En répétant cet exercice, Tom, s’il n’a pas été gâté par des courses sur le
gibier, devra s’arrêter de lui-même quand il aura connaissance de gibier, ou
alors il n’y aura plus qu’à employer le dernier moyen : le coup de fusil.
Ce moyen, un peu brutal, n’offre pas le danger que l’on pourrait croire quand
il est employé judicieusement.
À cet effet, on confectionnera des cartouches à demi-charge
de poudre et de petit plomb. Quand le chien aura marqué l’arrêt et continuera à
avancer sans ordre, on lui tirera bas une de ces cartouches. Il ne
faudra le faire qu’à une grande distance, de 25 à 40 mètres au minimum.
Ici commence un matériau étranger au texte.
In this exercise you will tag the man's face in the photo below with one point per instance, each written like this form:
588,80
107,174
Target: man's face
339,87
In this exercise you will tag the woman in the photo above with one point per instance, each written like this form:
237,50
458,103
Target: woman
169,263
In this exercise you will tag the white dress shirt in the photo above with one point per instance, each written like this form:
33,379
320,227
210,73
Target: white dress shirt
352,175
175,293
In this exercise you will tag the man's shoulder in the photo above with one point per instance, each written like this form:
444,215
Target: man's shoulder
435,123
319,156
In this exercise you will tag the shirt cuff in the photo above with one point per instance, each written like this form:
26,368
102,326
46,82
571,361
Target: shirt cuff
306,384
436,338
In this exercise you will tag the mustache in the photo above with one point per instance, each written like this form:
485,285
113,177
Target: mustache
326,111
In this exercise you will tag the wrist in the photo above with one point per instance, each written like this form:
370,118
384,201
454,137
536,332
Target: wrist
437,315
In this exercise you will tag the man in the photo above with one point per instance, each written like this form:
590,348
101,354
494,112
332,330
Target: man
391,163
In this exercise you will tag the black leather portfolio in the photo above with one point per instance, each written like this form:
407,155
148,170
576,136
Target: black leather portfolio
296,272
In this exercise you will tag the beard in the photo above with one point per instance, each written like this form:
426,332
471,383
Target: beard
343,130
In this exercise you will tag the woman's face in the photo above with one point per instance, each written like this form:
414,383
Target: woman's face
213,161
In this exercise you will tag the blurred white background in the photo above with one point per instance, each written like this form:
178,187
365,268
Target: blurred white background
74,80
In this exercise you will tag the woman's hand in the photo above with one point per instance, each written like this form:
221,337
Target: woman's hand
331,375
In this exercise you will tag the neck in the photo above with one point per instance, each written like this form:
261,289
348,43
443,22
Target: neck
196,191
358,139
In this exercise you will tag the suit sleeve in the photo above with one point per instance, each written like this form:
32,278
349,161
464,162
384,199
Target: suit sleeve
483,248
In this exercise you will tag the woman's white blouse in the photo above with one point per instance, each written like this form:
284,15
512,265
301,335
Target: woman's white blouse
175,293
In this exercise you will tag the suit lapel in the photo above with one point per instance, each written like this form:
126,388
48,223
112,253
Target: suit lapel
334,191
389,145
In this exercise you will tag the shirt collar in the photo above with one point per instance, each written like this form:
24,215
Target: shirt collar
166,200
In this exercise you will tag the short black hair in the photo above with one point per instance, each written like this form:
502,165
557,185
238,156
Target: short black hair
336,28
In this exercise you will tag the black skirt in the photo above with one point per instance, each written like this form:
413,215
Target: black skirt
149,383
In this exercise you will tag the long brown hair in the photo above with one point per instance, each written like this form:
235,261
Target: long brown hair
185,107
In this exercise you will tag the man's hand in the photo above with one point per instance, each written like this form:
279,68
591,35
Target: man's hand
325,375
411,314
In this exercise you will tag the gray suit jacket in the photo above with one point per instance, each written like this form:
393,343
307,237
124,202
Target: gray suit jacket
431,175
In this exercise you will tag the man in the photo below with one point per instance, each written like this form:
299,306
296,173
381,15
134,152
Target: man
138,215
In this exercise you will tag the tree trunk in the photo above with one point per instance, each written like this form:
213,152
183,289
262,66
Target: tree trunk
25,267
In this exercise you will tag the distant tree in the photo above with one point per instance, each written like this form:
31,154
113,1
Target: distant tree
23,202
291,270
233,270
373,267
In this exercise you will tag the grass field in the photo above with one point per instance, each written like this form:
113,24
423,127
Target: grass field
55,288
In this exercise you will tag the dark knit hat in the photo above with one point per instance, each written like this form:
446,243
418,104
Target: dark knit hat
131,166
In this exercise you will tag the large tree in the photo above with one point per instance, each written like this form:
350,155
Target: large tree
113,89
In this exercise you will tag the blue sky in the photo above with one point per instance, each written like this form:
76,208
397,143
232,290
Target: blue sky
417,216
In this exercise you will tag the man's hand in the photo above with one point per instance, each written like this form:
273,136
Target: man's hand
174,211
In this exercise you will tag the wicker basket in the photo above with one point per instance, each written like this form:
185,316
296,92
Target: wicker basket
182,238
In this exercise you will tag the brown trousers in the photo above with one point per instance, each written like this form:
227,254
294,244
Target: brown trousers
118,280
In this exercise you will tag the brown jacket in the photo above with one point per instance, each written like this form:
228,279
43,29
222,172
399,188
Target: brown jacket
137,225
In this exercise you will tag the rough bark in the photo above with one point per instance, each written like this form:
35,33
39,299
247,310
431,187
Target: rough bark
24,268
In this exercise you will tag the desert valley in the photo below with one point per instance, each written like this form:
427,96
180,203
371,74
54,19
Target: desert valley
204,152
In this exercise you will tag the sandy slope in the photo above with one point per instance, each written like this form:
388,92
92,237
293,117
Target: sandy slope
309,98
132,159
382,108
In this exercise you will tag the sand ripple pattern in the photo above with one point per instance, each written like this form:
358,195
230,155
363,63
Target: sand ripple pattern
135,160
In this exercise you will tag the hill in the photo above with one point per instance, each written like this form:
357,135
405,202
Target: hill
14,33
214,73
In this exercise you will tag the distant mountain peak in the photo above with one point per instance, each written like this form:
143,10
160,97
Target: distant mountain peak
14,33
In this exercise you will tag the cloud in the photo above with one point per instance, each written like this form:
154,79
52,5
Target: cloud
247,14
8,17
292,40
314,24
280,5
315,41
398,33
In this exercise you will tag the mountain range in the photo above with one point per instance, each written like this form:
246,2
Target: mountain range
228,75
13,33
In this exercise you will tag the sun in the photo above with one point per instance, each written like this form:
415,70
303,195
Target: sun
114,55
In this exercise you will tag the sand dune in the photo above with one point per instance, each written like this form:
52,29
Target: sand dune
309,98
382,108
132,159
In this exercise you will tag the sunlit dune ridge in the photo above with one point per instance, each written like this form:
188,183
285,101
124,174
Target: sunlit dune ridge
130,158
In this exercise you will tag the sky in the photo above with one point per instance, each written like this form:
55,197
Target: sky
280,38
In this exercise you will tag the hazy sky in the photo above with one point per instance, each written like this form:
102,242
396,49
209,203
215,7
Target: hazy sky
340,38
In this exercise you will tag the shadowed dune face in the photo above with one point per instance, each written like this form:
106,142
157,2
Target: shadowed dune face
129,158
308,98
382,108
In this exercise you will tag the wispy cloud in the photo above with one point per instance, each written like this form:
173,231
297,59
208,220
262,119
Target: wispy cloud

Après trois ou quatre coups de fusil tirés dans ces
conditions, il est bien rare que le chien ne s’immobilise pas sur l’émanation.
Il faudra alors s’approcher, le caresser et le faire couler.
J’ai usé nombre de fois de ce procédé et n’ai jamais blessé
un chien.
L’un d’eux, un Pointer qui appartenait à un de mes collègues
de la rédaction du Chasseur Français, fut guéri de ce vice tant qu’il
fut entre mes mains, mais y retomba quand il eut affaire à son propriétaire.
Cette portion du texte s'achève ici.